Überfälle beim Brasilien-GP: Was die FIA nun fordert
Die Polizei soll in Brasilien aktiver werden
Der Weltrat des Automobilverbands FIA musste sich mit einem ungewöhnlichen Thema befassen: Raubüberfall. Auslöser waren eine Reihe von Überfällen sowie fehlgeschlagene Angriffe Bewaffneter auf Fahrzeuge der Rennställe und der FIA, dies alles im Rahmen des Grossen Preises von Brasilien im vergangenen November. Die Situation wurde damals auch dem Mailänder Formel-1-Alleinausrüster Pirelli zu brenzlig: Die Italiener sagten einen Zweitages-Reifentest mit McLaren-Honda kurzerhand ab und reisten nach Hause.
Am Rennwochenende wurden Kleinbusse von Mercedes, Pirelli, Williams, Sauber sowie von der FIA angegriffen. Mercedes-Teamchef Toto Wolff war erschüttert: «Sechs Leute von uns wurde mit vorgehaltenen Waffen überfallen, dabei wurden ihnen Wertsachen wie Geldbörsen und Uhren abgenommen, aber auch die Pässe. Natürlich war das für sie ein Riesenschock, aber zum Glück sind alle unverletzt aus der Situation hervorgegangen.»

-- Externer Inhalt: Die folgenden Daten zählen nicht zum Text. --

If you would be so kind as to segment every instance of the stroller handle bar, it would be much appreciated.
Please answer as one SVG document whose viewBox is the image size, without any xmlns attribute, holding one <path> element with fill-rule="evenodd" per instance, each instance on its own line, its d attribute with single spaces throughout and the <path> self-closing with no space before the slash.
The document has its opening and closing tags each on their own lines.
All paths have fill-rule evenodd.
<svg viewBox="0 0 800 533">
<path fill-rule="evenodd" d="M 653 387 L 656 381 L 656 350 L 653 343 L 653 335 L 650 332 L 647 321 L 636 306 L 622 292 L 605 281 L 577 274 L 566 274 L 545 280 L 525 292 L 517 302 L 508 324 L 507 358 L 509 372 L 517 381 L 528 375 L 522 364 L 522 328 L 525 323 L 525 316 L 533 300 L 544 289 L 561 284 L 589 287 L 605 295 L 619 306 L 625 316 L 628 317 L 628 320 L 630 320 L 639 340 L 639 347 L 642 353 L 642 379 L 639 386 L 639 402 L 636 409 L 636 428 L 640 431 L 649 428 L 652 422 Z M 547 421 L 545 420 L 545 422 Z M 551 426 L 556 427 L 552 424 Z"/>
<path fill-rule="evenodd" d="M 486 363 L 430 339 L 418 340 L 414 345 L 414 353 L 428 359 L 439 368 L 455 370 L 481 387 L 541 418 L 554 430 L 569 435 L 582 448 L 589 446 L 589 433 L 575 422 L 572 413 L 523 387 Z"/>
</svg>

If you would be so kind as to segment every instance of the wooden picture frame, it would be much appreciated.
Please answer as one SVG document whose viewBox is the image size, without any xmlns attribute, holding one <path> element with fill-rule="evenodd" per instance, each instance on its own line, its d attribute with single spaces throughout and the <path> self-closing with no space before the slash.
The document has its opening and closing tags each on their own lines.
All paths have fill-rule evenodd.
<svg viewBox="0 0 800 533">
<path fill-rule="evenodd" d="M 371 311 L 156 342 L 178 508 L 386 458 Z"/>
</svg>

Nach eingehender Beratung teilt der FIA-Weltrat nun mit: «Der Rat hat einen Bericht über die Vorkommnisse in Brasilien studiert, der vom Formel-1-Rechteinhaber eingefordert wurde (also von «Formula One Management», die Red.). In diesem Bericht wird festgehalten: Für die Sicherheit an der Rennstrecke ist der Promoter zuständig. Um die Sicherheit zu erhöhen, soll ein unabhängiger Experte eingesetzt werden. An der Piste wird eine Polizei-Zentrale errichtet. Die Kommunikation zwischen privaten Sicherheitskräften, Polizei und Formel 1 muss verbessert werden.»
«Die FIA ermahnt den brasilianischen Promoter, diese Änderungen einzuführen und damit die Sicherheitslage für die Veranstaltung von 2018 zu verbessern. Die FIA bietet an, an entsprechenden Diskussionen mit den lokalen Behörden teilzunehmen und wird die Entwicklung der Lage sorgfältig überwachen.»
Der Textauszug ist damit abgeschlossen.